Act I scene I. The hall; before dinner.
Scene II. The hall; after dinner.
Act II. Lady Cheshire’s morning room; after breakfast.
Act III. The smoking-room; tea-time.
A night elapses between Acts I. and II.
The scene is a well-lighted, and large, oak-panelled hall, with an air of being lived in, and a broad, oak staircase. The dining-room, drawing-room, billiard-room, all open into it; and under the staircase a door leads to the servants’ quarters. In a huge fireplace a log fire is burning. There are tiger-skins on the floor, horns on the walls; and a writing-table against the wall opposite the fireplace. Freda Studdenham, a pretty, pale girl with dark eyes, in the black dress of a lady’s-maid, is standing at the foot of the staircase with a bunch of white roses in one hand, and a bunch of yellow roses in the other. A door closes above, and sir William Cheshire, in evening dress, comes downstairs. He is perhaps fifty-eight, of strong build, rather bull-necked, with grey eyes, and a well-coloured face, whose choleric autocracy is veiled by a thin urbanity. He speaks before he reaches the bottom.

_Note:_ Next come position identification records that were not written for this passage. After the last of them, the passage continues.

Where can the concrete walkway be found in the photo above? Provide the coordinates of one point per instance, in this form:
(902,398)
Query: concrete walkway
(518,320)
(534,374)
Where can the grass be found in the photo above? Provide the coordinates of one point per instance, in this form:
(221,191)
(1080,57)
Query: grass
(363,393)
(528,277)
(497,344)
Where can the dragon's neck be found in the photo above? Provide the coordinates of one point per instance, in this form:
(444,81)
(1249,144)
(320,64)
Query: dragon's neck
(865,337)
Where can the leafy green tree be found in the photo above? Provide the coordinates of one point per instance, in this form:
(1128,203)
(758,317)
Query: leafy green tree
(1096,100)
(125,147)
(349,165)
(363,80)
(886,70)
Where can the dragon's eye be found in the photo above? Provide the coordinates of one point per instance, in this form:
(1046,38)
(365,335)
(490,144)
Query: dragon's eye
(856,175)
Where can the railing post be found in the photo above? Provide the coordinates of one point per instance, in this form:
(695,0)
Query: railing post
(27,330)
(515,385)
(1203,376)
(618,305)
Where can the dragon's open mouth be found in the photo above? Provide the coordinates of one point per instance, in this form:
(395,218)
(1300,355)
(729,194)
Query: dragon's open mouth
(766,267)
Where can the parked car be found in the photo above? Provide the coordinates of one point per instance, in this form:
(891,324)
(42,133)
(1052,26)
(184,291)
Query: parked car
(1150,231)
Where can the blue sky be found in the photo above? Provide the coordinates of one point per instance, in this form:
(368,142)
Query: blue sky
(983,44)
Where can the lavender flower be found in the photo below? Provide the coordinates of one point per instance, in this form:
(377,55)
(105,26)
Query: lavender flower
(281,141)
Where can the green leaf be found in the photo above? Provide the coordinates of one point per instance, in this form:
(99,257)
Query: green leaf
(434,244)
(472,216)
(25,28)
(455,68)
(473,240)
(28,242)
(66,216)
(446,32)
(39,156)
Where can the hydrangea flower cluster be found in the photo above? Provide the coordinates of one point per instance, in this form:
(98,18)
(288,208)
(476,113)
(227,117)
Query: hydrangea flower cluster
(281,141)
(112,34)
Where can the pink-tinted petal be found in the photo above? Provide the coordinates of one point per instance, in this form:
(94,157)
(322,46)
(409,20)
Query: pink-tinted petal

Sir William. Well, Freda! Nice roses. Who are they for?
Freda. My lady told me to give the yellow to Mrs. Keith, Sir William, and the white to Miss Lanfarne, for their first evening.
Sir William. Capital. [Passing on towards the drawing-room] Your father coming up to-night?
Sir William. Be good enough to tell him I specially want to see him here after dinner, will you?
Freda. Yes, Sir William.
Sir William. By the way, just ask him to bring the game-book in, if he’s got it.